2022年11月08日 | ファンタジー・メルヘン
「こんなことありえないだろう!?」
いやいや、だからこそのイメージの快楽にはまる。
人間は空想する生き物である。大人になって、現実の何たるかを知ると、だんだん煮つまってきたり、息苦しさを覚えたり、隠者願望にとりつかれたりする。
ほとんど無自覚に、脱出口をもとめてさすらう。
わたしがそうであるようにそういう人間がほかにもいる・・・と推察したくなる。

大人でも子ども同様、マンガやアニメやファンタジーに走ったり溺れたりする人がいるのは、そのあたりに理由がありそうである。
ヒュー・ロフティングは現代ファンタジー発祥の地、イギリスに生まれ、のちアメリカに移り、カリフォルニアで没している。
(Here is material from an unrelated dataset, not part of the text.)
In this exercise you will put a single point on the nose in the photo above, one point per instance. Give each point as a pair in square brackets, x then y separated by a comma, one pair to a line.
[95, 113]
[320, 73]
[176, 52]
豊かな空想力にめぐまれ、風刺的な才能もあった。ありえない設定だからこそ、こんなにおもしろいのである(^^♪
現実批判が、お伽話にとかしこまれている。
アンデルセンの創作童話、グリムの昔話。ドリトル先生シリーズは、その延長上にあらわれた、長編児童文学と見ていいだろう。
小学校の高学年~中学生ならば、よほどひねこびた人でないかぎり、無条件に愉しむことができる。



■「ドリトル先生航海記」ヒュー・ロフティング(井伏鱒二訳)岩波少年文庫 1960年刊
シリーズ第2巻

原作は1922年まずアメリカで刊行された。翌1923年にはイギリスでも発刊。
深刻な人種問題、差別をかかえているアメリカではあまり読まれず、イギリスや日本で根強い人気をたもっているようである。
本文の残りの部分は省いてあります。